Let me tell you a story. On a sweltering summer evening, a cynical dancer reviewer and a first-time ballet-goer dips their toes into the Dance Reflections Festival. Financed by Van Cleef&Arpels (lovely French bling) and hosted by Sadlers Wells, Royal Opera House, and the Tate modern. It was, as you would imagine a weird and wonderful experience….for the first 45 minutes that is.
Dance Reflections settles itself into Sadler’s Wells for the first time. Bringing the best of French experimental dance and art to the much-loved venue. It makes perfect sense here, and long may it return. Sadly, I was only able to catch this one show but it certainly didn’t hold back.
The audience is split in two (a traverse stage for you theatre nerds), which I didn’t even realise was possible in the normally proscenium-arched Wells. We sit and stare at our fellow theatre-goers over a slick black expanse of plastic, with little hazard lights unlit in a scattered pattern. Looks like I will refrain from picking my nose for this performance then…well if I must.
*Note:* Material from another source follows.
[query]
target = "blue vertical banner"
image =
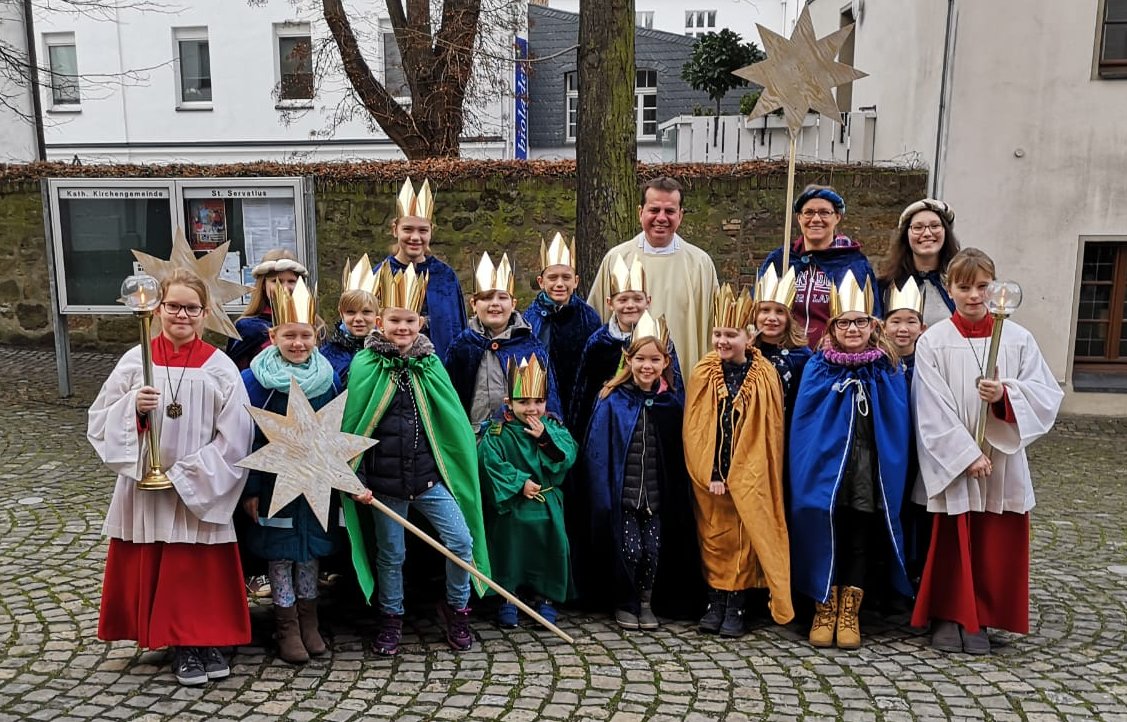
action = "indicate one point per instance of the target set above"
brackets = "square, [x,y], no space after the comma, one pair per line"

What follows is odd, and I think I mean that in the very best way. Although I’m not entirely sure. The premise is erudite. Six dancers (including the choreographer himself, Boris Charmatz) are dressed like sugar-crazed toddler let loose in Kim Kardashian’s Skims warehouse. Add a glittering pair of red Dorothy slippers and a long flowing shirt to break up the shapewear monotony. Pants over leotards ? say no more cries Jean-Paul Lespagnard the costume designer. The concept springboards off the idea of mental counting that all movement is based on, and runs…and runs…and runs with it. The days of waltzing: 1,2,3,4 and repeat, are left completely in the dust.
Moving in unison while reciting numbers they do create some engaging shapes. Like all good “improvised” theatre Charmatz’s choreography relies on some delicate repeated mini-sequences. When one of the dancers fall down “dead”, the rest gather and lift her limp body to the other end of the space. An explosive group jeté sequence allows them to show off their athletic prowess amidst the more abstract movement. The spinning lights cast beams like arrows, underlining the sporadic and explorative nature of the piece. Imagine a clump of twitching bodyparts all convulsing on an airport runway. Visually unforgettable! Yves Godin should be very smug over this flash of lighting genius. Experts of rather shaky singing, deeply personal and utterly banal statements are thrown out into the space. A personal favourite is “I just don’t see why we can’t spend Christmas just the two of us”. This deadpan statement of domestic drama is spoken over a section of suggestive gyrating, hilarious and unexpected.
Unexpected is this piece’s best attribute, it keeps us guessing. Mistress comedy, such a rare commodity in the dance world is also racing around the theatre. Just the sheer randomness coupled with the flock-like ability for group movement keep us engaged…
….until it doesn’t. About 45 minutes in the concept loses its shine and despite some clashing bagpipe music quickly embedded, what follows is far too similar. Although the ever-present counting never falters, we end up with the dancers listing famous people’s births. Lists? Really? The clear physical strain of the constant moving and speaking takes its toll. They look like there are about to drop, the nude nylon plastered to their trembling bodies with a layer of sweat.
A hefty cut should be entertained by Charmatz, not only for the dancer’s health but also for the audience engagement. The themes of time, maths, and infinity become over-explored and worn out, and the astonishing beginning is mushed into a litany that feels a little like cultural torture. The saying short and sweet has never felt more fitting, as I think I will be counting in my dreams for weeks to come.